PRA closes the Basel 3.1 book: market risk rules tilt toward international parity
The PRA has published its consultation on the internal model approach to market risk, the final component of Basel 3.1 implementation in the UK. The proposals signal a more accommodative posture on trading book capital, with implications for how UK banks position against US and EU competitors.
The PRA has put the last brick in the Basel 3.1 wall. On 19 June 2026 it published a consultation on the internal model approach (IMA) to market risk, the rules governing how banks with significant trading operations calculate capital against potential trading losses (Bank of England). The headline is not the technical detail but the framing: Sam Woods has explicitly tied the timing and substance of the proposals to what other jurisdictions are doing, a meaningful shift in tone from a regulator that has historically led rather than waited.
The concessions are targeted but consequential. The monitoring period for the profit and loss attribution test, the gateway determining whether a desk can use internal models at all, has been extended from one year to three, giving the PRA time to calibrate before the test bites on capital (Bank of England). The treatment of non-modellable risk factors, long a source of capital inflation under the Fundamental Review of the Trading Book, is being narrowed to allow more modelling where appropriate. And the PRA is removing a perverse outcome where firms transitioning from the standardised approach to full IMA could see capital requirements rise during the journey. Each adjustment, on its own, is technical. Taken together, they reduce the implicit penalty for running a sophisticated trading book in London.
For senior leaders, the strategic question is whether this changes the calculus on where to book activity. Sam Woods, Deputy Governor for Prudential Regulation, said the proposals ensure 'that trading activities by banks in the UK are appropriately capitalised' while accounting for implementation elsewhere (Bank of England). The subtext: the PRA is alert to the risk that misaligned calibration drives business to New York or Frankfurt. CFOs and treasurers at international banks should be rerunning capital impact studies on the assumption that the UK number is now closer to, rather than above, the US equivalent. Heads of market risk should expect supervisors to scrutinise IMA applications more rigorously precisely because the gate has been widened.

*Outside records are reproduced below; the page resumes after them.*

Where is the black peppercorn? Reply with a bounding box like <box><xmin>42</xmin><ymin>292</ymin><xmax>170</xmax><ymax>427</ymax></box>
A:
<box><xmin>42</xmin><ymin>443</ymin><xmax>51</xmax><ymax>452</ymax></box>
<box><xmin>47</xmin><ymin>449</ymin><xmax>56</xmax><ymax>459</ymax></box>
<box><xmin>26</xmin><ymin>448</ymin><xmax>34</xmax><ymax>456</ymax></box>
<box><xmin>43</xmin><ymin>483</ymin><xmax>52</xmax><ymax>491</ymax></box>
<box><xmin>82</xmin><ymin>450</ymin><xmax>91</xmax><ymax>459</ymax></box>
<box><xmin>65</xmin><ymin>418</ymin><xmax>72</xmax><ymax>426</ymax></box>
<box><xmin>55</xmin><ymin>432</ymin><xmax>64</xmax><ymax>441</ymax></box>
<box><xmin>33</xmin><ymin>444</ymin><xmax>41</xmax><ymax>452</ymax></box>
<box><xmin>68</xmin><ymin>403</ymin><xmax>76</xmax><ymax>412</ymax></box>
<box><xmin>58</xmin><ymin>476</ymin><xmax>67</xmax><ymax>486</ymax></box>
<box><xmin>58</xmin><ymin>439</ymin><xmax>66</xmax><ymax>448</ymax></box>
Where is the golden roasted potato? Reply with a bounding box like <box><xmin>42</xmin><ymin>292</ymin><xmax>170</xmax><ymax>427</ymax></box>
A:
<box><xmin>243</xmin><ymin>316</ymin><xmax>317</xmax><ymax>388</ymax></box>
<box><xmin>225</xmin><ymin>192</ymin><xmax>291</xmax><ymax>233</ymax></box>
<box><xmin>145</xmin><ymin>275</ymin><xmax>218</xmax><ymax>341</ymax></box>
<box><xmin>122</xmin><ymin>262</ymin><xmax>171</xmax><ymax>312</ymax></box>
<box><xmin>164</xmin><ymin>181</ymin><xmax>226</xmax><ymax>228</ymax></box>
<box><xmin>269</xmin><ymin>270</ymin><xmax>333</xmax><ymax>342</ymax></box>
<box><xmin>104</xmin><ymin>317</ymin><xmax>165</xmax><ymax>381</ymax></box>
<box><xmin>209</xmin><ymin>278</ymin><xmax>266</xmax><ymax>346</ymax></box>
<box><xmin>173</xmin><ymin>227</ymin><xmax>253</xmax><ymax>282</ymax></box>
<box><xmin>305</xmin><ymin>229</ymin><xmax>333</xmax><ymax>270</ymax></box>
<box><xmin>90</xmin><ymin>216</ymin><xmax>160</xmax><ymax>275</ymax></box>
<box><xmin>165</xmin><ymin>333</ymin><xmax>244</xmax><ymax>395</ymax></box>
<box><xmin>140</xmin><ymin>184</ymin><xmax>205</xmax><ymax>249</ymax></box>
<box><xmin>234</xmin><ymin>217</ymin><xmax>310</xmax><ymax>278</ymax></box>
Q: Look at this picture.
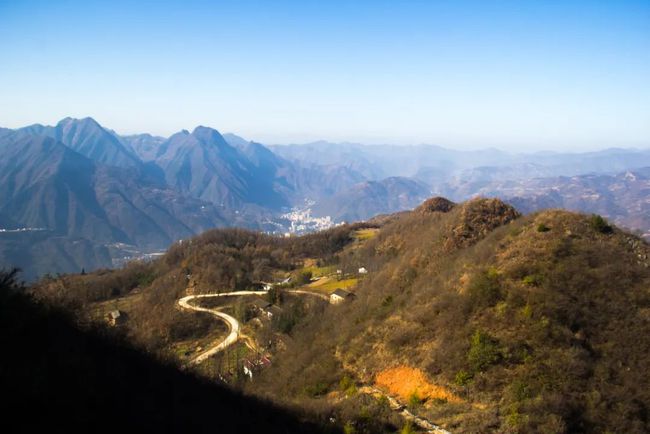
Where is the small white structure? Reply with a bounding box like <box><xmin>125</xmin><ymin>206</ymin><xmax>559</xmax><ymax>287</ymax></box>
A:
<box><xmin>358</xmin><ymin>267</ymin><xmax>368</xmax><ymax>275</ymax></box>
<box><xmin>106</xmin><ymin>310</ymin><xmax>124</xmax><ymax>326</ymax></box>
<box><xmin>266</xmin><ymin>305</ymin><xmax>283</xmax><ymax>319</ymax></box>
<box><xmin>330</xmin><ymin>288</ymin><xmax>354</xmax><ymax>305</ymax></box>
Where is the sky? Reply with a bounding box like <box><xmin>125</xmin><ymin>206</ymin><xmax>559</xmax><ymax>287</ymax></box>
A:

The broader signal matters too. This is the second prudential move in a fortnight, alongside the Bank's stablecoin policy statement raising the cap on interest-bearing backing assets from 60% to 70% (Bank of England), where the UK is consciously calibrating to support viable business models rather than maximising prudential conservatism. Boards should read this as a durable adjustment in regulatory posture rather than a one-off concession. The competitiveness and growth objective, often dismissed as rhetorical, is now visibly shaping rule design.
There are risks in this direction of travel. A more permissive IMA regime works only if supervision is tight enough to catch model drift before it becomes a loss event. Firms that read the consultation as a green light to expand trading risk without commensurate investment in model governance will find themselves on the wrong side of the next supervisory cycle. The PRA has bought itself optionality through the extended monitoring window; it will use that data.
The implication for boards: Basel 3.1 is now a known quantity in the UK, and the competitive question shifts from compliance cost to capital allocation. Those still treating it as a regulatory project rather than a strategic input are behind.